Batt O'Keeffe, the minister for education, approaches the world with a fixed ideology and some dodgy statistics – a lethal combination when the futures of so many people depend on his decisions. His relatively short time in his department has been marked by an unshakeable belief that the return of third-level university fees is both desirable and inevitable. That determination has been matched by an apparent certainty as to how much the government will save when the inevitable happens.


His arguments have a surface appeal. "At a time of difficult choices for the public purse", he said in January, "there is a strong equity argument that those who benefit from higher education – and who can afford to contribute to the costs of their higher education – should be asked to do so." He went on to suggest that there was "little conclusive evidence that the abolition of fees in the mid-1990s had widened participation among poorer sections of society".


He is right about that second point, although it would be equally true to suggest that there is no conclusive evidence that the abolition of fees has had no effect on widened participation. Very little research has been done into the area. One survey in the late 1990s suggested that increased participation in Dublin's north inner city had resulted from the abolition of fees. Another, more recent, study showed university participation still to be a middle-class privilege.


In any case, the whole context in which we are having the debate about third-level fees has changed, even since O'Keeffe made those remarks two months ago. The number of unemployed has grown at a terrifying pace, with no sign of stopping, or even slowing down. The Taoiseach last week prepared us for a figure of 400,000 unemployed; today, in this newspaper, four leading economists predict with confidence that the figure will actually reach 500,000 by Christmas. These are frightening, bewildering and unprecedented figures which change utterly the nature of Irish life and society.


Ireland's economy has been sabotaged by Fianna Fáil which, for the moment, remains in control of the country's destiny. By the end of the year, 500,000 people and their families will have paid the price of that sabotage. Many of these are the people Batt O'Keeffe was referring to when he talked in January about those who could afford to pay for third-level education. They are people who this time last year were in full-time, well-paid employment, enjoying the fruits of the boom and with every expectation of sending their children onto third-level education. Perhaps they could have afforded to do so then. They can't afford it now.


There is an argument that we should continue with free fees at least until the worst of the economic depression is over in order to get as many of young people as possible into college, protect them from the worst of what is to come in future years, and have a well-educated population ready to take advantage of the upturn. (I'm aware that this may seem like a wishy washy liberal argument, a product of what George Orwell called the "pansy left", but no matter; governments are there, amongst other reasons, to protect their citizens.)


A stronger, more immediate case for sticking with the current system until times improve is that many of the people O'Keeffe once saw as a cash cow to be milked for fees are no longer in a position to pay for their childrens' third-level education. They cannot help him. They need his help. There is, in fact, relatively little money to be generated for the state by university fees in the current circumstances, and their reintroduction would create enormous hardship and worry for very little gain.

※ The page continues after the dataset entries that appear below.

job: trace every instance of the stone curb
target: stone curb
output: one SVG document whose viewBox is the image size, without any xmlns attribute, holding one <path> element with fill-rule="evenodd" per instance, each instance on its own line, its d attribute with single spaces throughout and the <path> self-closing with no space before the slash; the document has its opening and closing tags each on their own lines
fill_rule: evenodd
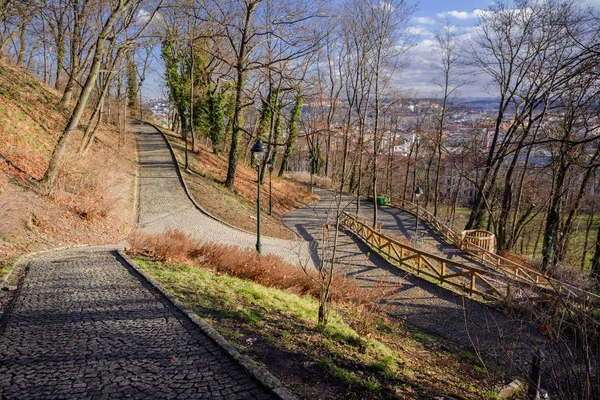
<svg viewBox="0 0 600 400">
<path fill-rule="evenodd" d="M 179 182 L 181 183 L 181 186 L 183 186 L 183 191 L 185 192 L 186 196 L 188 197 L 188 199 L 190 199 L 190 201 L 192 202 L 192 204 L 194 205 L 194 207 L 196 207 L 196 209 L 198 211 L 200 211 L 202 214 L 206 215 L 209 218 L 214 219 L 217 222 L 220 222 L 223 225 L 226 225 L 230 228 L 233 228 L 237 231 L 240 232 L 244 232 L 244 233 L 248 233 L 251 235 L 255 235 L 256 233 L 254 232 L 249 232 L 246 231 L 244 229 L 238 228 L 237 226 L 233 226 L 217 217 L 215 217 L 214 215 L 212 215 L 211 213 L 209 213 L 208 211 L 206 211 L 204 208 L 202 208 L 202 206 L 200 206 L 198 203 L 196 203 L 196 200 L 194 200 L 194 198 L 192 197 L 192 194 L 190 193 L 190 190 L 187 187 L 187 184 L 185 183 L 185 180 L 183 179 L 183 175 L 181 174 L 181 170 L 179 168 L 179 161 L 177 161 L 177 157 L 175 156 L 175 151 L 173 150 L 173 147 L 171 146 L 171 143 L 169 142 L 169 139 L 167 139 L 165 133 L 162 131 L 161 128 L 159 128 L 157 125 L 148 122 L 148 121 L 143 121 L 145 124 L 148 124 L 150 126 L 152 126 L 154 129 L 156 129 L 158 132 L 160 132 L 160 134 L 162 135 L 163 140 L 167 143 L 167 147 L 169 148 L 169 152 L 171 153 L 171 158 L 173 159 L 173 163 L 175 164 L 175 170 L 177 170 L 177 176 L 179 177 Z"/>
<path fill-rule="evenodd" d="M 131 128 L 131 124 L 129 124 Z M 140 142 L 138 140 L 138 134 L 131 130 L 135 139 L 135 177 L 134 177 L 134 199 L 133 207 L 135 215 L 133 216 L 134 226 L 132 232 L 140 225 Z"/>
<path fill-rule="evenodd" d="M 197 314 L 187 308 L 179 299 L 165 290 L 154 278 L 152 278 L 146 271 L 139 268 L 133 261 L 127 257 L 123 251 L 118 250 L 119 257 L 133 268 L 141 277 L 143 277 L 148 284 L 150 284 L 159 293 L 165 296 L 173 306 L 178 308 L 184 313 L 194 325 L 196 325 L 202 332 L 210 337 L 217 345 L 219 345 L 231 358 L 233 358 L 242 368 L 250 373 L 260 384 L 271 391 L 278 399 L 281 400 L 298 400 L 298 398 L 286 387 L 284 387 L 279 379 L 275 378 L 266 368 L 258 366 L 254 361 L 248 357 L 240 354 L 219 332 L 217 332 L 207 322 L 202 320 Z"/>
</svg>

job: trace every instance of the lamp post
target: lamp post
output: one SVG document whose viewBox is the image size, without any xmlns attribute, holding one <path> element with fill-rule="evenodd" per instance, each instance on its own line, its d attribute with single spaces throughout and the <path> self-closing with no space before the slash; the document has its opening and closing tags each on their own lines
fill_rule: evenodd
<svg viewBox="0 0 600 400">
<path fill-rule="evenodd" d="M 267 161 L 269 167 L 269 215 L 273 215 L 273 158 Z"/>
<path fill-rule="evenodd" d="M 314 169 L 313 167 L 315 164 L 314 157 L 310 156 L 309 161 L 310 161 L 310 191 L 312 192 L 313 191 L 313 169 Z"/>
<path fill-rule="evenodd" d="M 417 186 L 415 189 L 415 199 L 417 199 L 417 213 L 416 213 L 416 221 L 415 221 L 415 246 L 419 242 L 419 197 L 423 194 L 423 190 L 421 190 L 421 186 Z"/>
<path fill-rule="evenodd" d="M 265 159 L 267 148 L 263 144 L 262 140 L 258 139 L 254 146 L 250 149 L 252 153 L 252 165 L 256 168 L 257 173 L 257 197 L 256 197 L 256 252 L 260 254 L 260 167 Z"/>
</svg>

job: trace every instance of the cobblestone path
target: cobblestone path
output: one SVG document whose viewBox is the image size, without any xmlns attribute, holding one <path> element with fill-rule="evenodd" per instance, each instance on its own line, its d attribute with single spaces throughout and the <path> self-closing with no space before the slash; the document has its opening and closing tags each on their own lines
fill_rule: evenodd
<svg viewBox="0 0 600 400">
<path fill-rule="evenodd" d="M 312 257 L 315 263 L 319 263 L 317 248 L 321 227 L 327 215 L 335 215 L 335 205 L 330 192 L 315 191 L 321 196 L 321 201 L 289 213 L 284 223 L 312 243 Z M 355 210 L 352 201 L 354 198 L 350 196 L 342 200 L 343 205 L 350 204 L 348 211 Z M 425 229 L 425 226 L 422 228 Z M 512 319 L 494 307 L 471 301 L 393 267 L 360 239 L 345 233 L 339 237 L 336 268 L 338 272 L 357 279 L 363 287 L 386 289 L 386 306 L 390 314 L 425 332 L 446 338 L 465 350 L 484 354 L 497 362 L 506 362 L 520 372 L 527 372 L 531 349 L 544 342 L 533 327 L 518 318 Z"/>
<path fill-rule="evenodd" d="M 0 324 L 0 399 L 267 399 L 116 252 L 30 263 Z"/>
<path fill-rule="evenodd" d="M 158 233 L 179 229 L 193 237 L 254 249 L 256 235 L 230 228 L 198 211 L 187 197 L 163 136 L 150 125 L 132 125 L 140 158 L 139 231 Z M 310 260 L 302 240 L 261 237 L 263 254 L 292 264 Z"/>
</svg>

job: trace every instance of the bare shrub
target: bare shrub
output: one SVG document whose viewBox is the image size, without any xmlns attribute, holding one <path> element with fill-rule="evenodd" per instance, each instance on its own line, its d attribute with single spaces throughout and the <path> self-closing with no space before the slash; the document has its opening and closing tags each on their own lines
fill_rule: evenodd
<svg viewBox="0 0 600 400">
<path fill-rule="evenodd" d="M 286 263 L 280 257 L 259 256 L 254 250 L 235 246 L 201 243 L 179 230 L 152 235 L 135 234 L 130 245 L 134 254 L 163 262 L 189 264 L 300 296 L 318 298 L 320 294 L 319 282 L 313 274 Z M 341 275 L 333 276 L 333 288 L 331 300 L 334 303 L 369 309 L 376 307 L 384 294 L 382 290 L 363 289 L 353 279 Z"/>
<path fill-rule="evenodd" d="M 200 243 L 180 230 L 146 235 L 135 233 L 129 240 L 131 251 L 163 262 L 189 263 Z"/>
</svg>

Almost overnight, the issue of third-level fees has broadened from one about helping working-class people into college to one about aiding the middle class (or the middle class turned unemployed class, if you like) to do the same thing. Over the coming weeks, those of us still in jobs will be taxed, extravagantly if quite properly, in order to put some order on the public finances, and in deciding these new rates, the government has carte blanche to raise what it wants.


Not all of this money should be devoted to balancing the books; some of it surely needs to be diverted to preparing for life beyond the recession. Allowing the current regime of third-level funding to continue would secure the education of many teenagers whose options would be severely limited by a return of fees in an era of mass unemployment.